Printemps des réseaux sociaux : un nouveau regard sur le Web social

nouveau regard sur le web social

Le printemps des réseaux sociaux, c’est encore le seul grand événement sur les réseaux sociaux à Québec. Deux jours de conférences et de discussions sur les différentes facettes des réseaux sociaux. Après une première édition qui a réuni plus de 200 participants, principalement issus du marketing et des communications, la deuxième mouture de l’événement aura lieu les 16 et 17 avril prochains, à l’hôtel Delta de Québec.

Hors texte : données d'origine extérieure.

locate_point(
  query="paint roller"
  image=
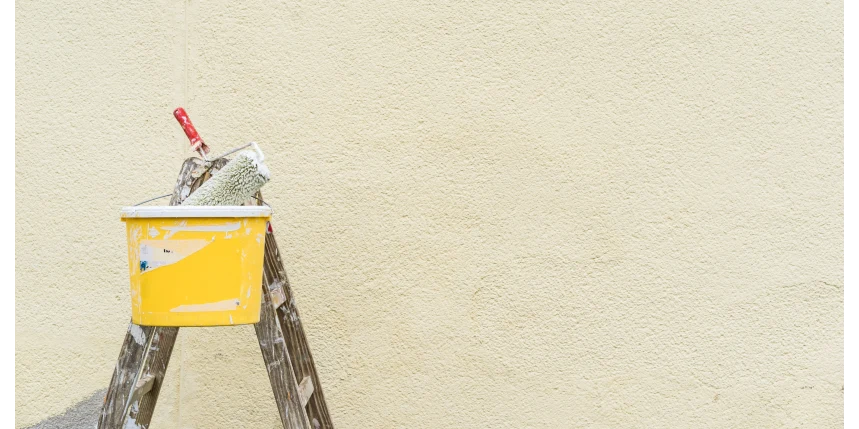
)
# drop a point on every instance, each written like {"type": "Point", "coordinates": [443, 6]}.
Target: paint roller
{"type": "Point", "coordinates": [236, 182]}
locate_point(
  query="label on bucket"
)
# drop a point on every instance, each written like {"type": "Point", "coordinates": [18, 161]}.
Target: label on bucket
{"type": "Point", "coordinates": [158, 253]}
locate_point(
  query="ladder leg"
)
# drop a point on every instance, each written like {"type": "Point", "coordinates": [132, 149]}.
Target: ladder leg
{"type": "Point", "coordinates": [279, 367]}
{"type": "Point", "coordinates": [303, 366]}
{"type": "Point", "coordinates": [138, 376]}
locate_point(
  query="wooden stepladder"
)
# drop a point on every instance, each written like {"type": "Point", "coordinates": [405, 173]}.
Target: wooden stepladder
{"type": "Point", "coordinates": [139, 372]}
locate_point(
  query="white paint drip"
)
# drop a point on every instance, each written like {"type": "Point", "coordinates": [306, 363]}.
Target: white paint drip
{"type": "Point", "coordinates": [138, 334]}
{"type": "Point", "coordinates": [225, 305]}
{"type": "Point", "coordinates": [202, 228]}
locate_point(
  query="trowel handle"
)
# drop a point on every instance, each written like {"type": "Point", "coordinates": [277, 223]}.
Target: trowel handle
{"type": "Point", "coordinates": [196, 142]}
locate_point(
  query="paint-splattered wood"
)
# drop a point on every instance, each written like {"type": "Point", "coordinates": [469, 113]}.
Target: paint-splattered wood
{"type": "Point", "coordinates": [274, 276]}
{"type": "Point", "coordinates": [146, 350]}
{"type": "Point", "coordinates": [278, 364]}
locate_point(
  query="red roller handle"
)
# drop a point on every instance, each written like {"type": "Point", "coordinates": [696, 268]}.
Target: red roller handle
{"type": "Point", "coordinates": [196, 142]}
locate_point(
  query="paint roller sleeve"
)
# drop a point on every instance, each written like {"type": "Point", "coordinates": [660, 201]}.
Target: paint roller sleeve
{"type": "Point", "coordinates": [233, 184]}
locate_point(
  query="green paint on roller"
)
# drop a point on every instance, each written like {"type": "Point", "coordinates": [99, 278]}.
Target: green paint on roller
{"type": "Point", "coordinates": [235, 183]}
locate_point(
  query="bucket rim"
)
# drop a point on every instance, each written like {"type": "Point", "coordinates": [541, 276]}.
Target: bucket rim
{"type": "Point", "coordinates": [150, 212]}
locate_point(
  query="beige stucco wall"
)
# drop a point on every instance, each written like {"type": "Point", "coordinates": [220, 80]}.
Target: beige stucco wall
{"type": "Point", "coordinates": [494, 214]}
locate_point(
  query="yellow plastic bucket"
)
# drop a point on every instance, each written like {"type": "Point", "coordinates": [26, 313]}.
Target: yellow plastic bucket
{"type": "Point", "coordinates": [195, 266]}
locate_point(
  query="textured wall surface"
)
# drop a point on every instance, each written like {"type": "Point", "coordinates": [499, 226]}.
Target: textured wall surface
{"type": "Point", "coordinates": [493, 214]}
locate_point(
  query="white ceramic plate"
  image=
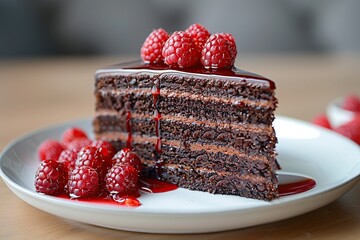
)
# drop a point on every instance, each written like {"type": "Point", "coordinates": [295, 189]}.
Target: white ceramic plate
{"type": "Point", "coordinates": [333, 161]}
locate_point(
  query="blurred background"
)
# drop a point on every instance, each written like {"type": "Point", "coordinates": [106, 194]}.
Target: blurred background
{"type": "Point", "coordinates": [91, 27]}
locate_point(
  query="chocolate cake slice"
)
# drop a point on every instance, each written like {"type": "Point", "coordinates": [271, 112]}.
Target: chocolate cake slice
{"type": "Point", "coordinates": [200, 129]}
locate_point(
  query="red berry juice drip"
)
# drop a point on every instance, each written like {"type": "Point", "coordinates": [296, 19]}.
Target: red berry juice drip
{"type": "Point", "coordinates": [149, 185]}
{"type": "Point", "coordinates": [155, 91]}
{"type": "Point", "coordinates": [129, 130]}
{"type": "Point", "coordinates": [296, 187]}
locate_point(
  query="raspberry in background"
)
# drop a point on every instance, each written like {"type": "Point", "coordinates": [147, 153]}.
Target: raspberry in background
{"type": "Point", "coordinates": [50, 149]}
{"type": "Point", "coordinates": [71, 134]}
{"type": "Point", "coordinates": [51, 177]}
{"type": "Point", "coordinates": [78, 143]}
{"type": "Point", "coordinates": [151, 50]}
{"type": "Point", "coordinates": [122, 179]}
{"type": "Point", "coordinates": [322, 120]}
{"type": "Point", "coordinates": [351, 129]}
{"type": "Point", "coordinates": [180, 50]}
{"type": "Point", "coordinates": [126, 157]}
{"type": "Point", "coordinates": [351, 103]}
{"type": "Point", "coordinates": [83, 182]}
{"type": "Point", "coordinates": [199, 34]}
{"type": "Point", "coordinates": [217, 52]}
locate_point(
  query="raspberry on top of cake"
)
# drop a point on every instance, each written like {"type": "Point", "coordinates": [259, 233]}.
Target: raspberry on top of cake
{"type": "Point", "coordinates": [191, 116]}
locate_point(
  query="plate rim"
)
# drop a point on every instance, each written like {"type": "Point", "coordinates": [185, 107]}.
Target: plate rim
{"type": "Point", "coordinates": [70, 203]}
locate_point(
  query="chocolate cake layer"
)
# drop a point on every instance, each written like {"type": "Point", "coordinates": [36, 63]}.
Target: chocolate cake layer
{"type": "Point", "coordinates": [241, 137]}
{"type": "Point", "coordinates": [202, 130]}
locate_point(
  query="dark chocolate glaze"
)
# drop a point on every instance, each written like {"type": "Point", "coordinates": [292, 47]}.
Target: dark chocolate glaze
{"type": "Point", "coordinates": [233, 72]}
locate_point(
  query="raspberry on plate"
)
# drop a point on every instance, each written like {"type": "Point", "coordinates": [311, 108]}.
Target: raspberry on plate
{"type": "Point", "coordinates": [83, 182]}
{"type": "Point", "coordinates": [352, 103]}
{"type": "Point", "coordinates": [51, 177]}
{"type": "Point", "coordinates": [122, 179]}
{"type": "Point", "coordinates": [71, 134]}
{"type": "Point", "coordinates": [104, 147]}
{"type": "Point", "coordinates": [68, 157]}
{"type": "Point", "coordinates": [151, 50]}
{"type": "Point", "coordinates": [50, 149]}
{"type": "Point", "coordinates": [127, 157]}
{"type": "Point", "coordinates": [218, 52]}
{"type": "Point", "coordinates": [199, 34]}
{"type": "Point", "coordinates": [180, 50]}
{"type": "Point", "coordinates": [89, 156]}
{"type": "Point", "coordinates": [322, 120]}
{"type": "Point", "coordinates": [351, 129]}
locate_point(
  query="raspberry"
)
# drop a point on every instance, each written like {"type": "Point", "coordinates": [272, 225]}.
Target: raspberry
{"type": "Point", "coordinates": [104, 147]}
{"type": "Point", "coordinates": [78, 143]}
{"type": "Point", "coordinates": [199, 34]}
{"type": "Point", "coordinates": [180, 50]}
{"type": "Point", "coordinates": [153, 45]}
{"type": "Point", "coordinates": [92, 157]}
{"type": "Point", "coordinates": [351, 129]}
{"type": "Point", "coordinates": [322, 120]}
{"type": "Point", "coordinates": [83, 182]}
{"type": "Point", "coordinates": [127, 157]}
{"type": "Point", "coordinates": [218, 52]}
{"type": "Point", "coordinates": [89, 156]}
{"type": "Point", "coordinates": [51, 177]}
{"type": "Point", "coordinates": [68, 157]}
{"type": "Point", "coordinates": [71, 134]}
{"type": "Point", "coordinates": [50, 149]}
{"type": "Point", "coordinates": [122, 179]}
{"type": "Point", "coordinates": [352, 103]}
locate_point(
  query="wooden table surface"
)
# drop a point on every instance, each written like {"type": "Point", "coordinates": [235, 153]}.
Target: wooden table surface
{"type": "Point", "coordinates": [35, 93]}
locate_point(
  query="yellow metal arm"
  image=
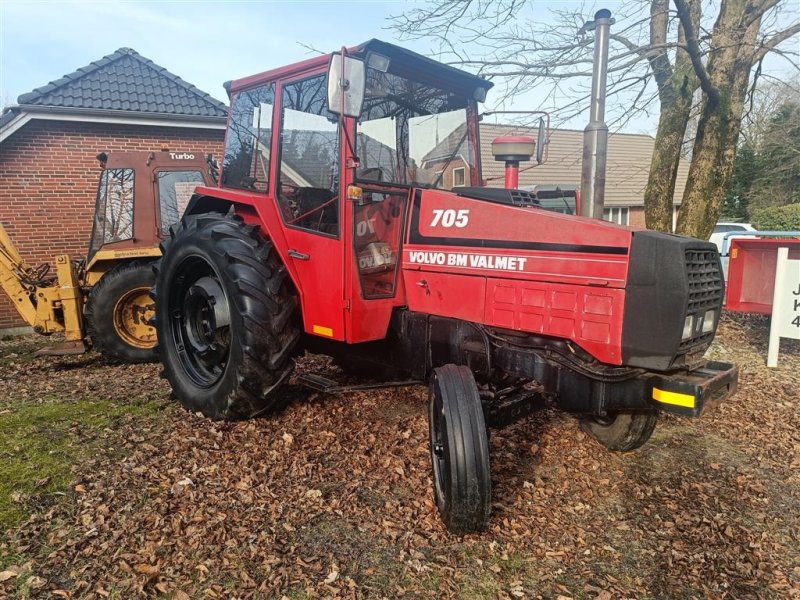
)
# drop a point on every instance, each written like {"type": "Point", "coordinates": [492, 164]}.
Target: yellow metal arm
{"type": "Point", "coordinates": [12, 273]}
{"type": "Point", "coordinates": [37, 303]}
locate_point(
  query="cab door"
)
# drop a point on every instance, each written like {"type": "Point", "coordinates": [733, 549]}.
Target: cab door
{"type": "Point", "coordinates": [307, 193]}
{"type": "Point", "coordinates": [376, 225]}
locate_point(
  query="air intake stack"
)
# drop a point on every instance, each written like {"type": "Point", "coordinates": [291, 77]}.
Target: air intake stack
{"type": "Point", "coordinates": [595, 136]}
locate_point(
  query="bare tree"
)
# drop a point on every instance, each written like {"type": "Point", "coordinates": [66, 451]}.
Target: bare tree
{"type": "Point", "coordinates": [661, 53]}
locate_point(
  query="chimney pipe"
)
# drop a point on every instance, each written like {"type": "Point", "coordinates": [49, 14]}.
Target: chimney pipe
{"type": "Point", "coordinates": [595, 136]}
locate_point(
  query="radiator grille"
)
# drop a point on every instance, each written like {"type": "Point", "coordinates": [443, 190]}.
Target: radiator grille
{"type": "Point", "coordinates": [706, 288]}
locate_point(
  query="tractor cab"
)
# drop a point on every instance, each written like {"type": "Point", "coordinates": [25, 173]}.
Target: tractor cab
{"type": "Point", "coordinates": [333, 167]}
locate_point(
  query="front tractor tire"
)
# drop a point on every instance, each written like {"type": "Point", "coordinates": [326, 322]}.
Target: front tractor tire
{"type": "Point", "coordinates": [225, 317]}
{"type": "Point", "coordinates": [118, 313]}
{"type": "Point", "coordinates": [622, 432]}
{"type": "Point", "coordinates": [459, 450]}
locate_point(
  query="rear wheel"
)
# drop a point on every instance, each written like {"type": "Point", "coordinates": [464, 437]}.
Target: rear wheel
{"type": "Point", "coordinates": [622, 431]}
{"type": "Point", "coordinates": [118, 313]}
{"type": "Point", "coordinates": [459, 450]}
{"type": "Point", "coordinates": [226, 326]}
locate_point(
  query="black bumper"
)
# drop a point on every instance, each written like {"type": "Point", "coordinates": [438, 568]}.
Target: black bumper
{"type": "Point", "coordinates": [687, 393]}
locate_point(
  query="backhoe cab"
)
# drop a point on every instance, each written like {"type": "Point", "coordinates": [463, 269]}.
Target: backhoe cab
{"type": "Point", "coordinates": [105, 298]}
{"type": "Point", "coordinates": [351, 220]}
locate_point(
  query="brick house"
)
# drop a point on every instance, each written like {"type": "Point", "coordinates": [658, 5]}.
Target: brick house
{"type": "Point", "coordinates": [627, 168]}
{"type": "Point", "coordinates": [49, 141]}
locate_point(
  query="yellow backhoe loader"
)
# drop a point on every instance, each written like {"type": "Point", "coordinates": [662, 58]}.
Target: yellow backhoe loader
{"type": "Point", "coordinates": [104, 300]}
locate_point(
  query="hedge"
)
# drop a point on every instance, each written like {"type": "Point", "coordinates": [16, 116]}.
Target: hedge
{"type": "Point", "coordinates": [778, 218]}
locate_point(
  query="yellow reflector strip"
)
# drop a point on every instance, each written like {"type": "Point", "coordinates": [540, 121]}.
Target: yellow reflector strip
{"type": "Point", "coordinates": [320, 330]}
{"type": "Point", "coordinates": [675, 398]}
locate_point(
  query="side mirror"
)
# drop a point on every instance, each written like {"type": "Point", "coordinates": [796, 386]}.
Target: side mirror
{"type": "Point", "coordinates": [346, 85]}
{"type": "Point", "coordinates": [541, 141]}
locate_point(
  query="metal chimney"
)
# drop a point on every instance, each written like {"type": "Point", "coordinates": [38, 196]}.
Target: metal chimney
{"type": "Point", "coordinates": [595, 136]}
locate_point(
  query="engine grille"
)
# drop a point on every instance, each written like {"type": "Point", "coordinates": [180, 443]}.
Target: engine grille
{"type": "Point", "coordinates": [706, 289]}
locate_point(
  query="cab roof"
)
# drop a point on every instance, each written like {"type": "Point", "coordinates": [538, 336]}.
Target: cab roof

Pour Rémi Lachance, associé et directeur des opérations chez Colloquium, qui organise le Printemps des réseaux sociaux, les objectifs de cette année sont « renouveler les thématiques afin qu’elles soient alignées aux tendances actuelles et offrir des conférences pour un public large, de novice à expert, afin que chaque participant y trouve son compte.»

nouveau regard sur le web social

Bien que l’utilisation des réseaux sociaux soit en très forte croissance au Québec, avec près de 80% des internautes québécois actifs sur au moins une plateforme, les organisations tardent encore à intégrer ces canaux de communication dans leurs stratégies d’affaires.

Depuis 2009, j’ai donné des dizaines d’ateliers et de conférences sur le sujet, mais je trouve que la plupart des organisations sont encore en mode expérimentation dans les médias sociaux. Bien peu se sont dotées du cadre stratégique ou des ressources nécessaires pour utiliser efficacement les nombreux outils à leur disposition dans ce qu’on appelle, parfois à tort, le Web social.

Le printemps des réseaux sociaux sera l’occasion de présenter quelques études de cas intéressantes, comme celle de la Maison Orphée ou du Festival d’été de Québec.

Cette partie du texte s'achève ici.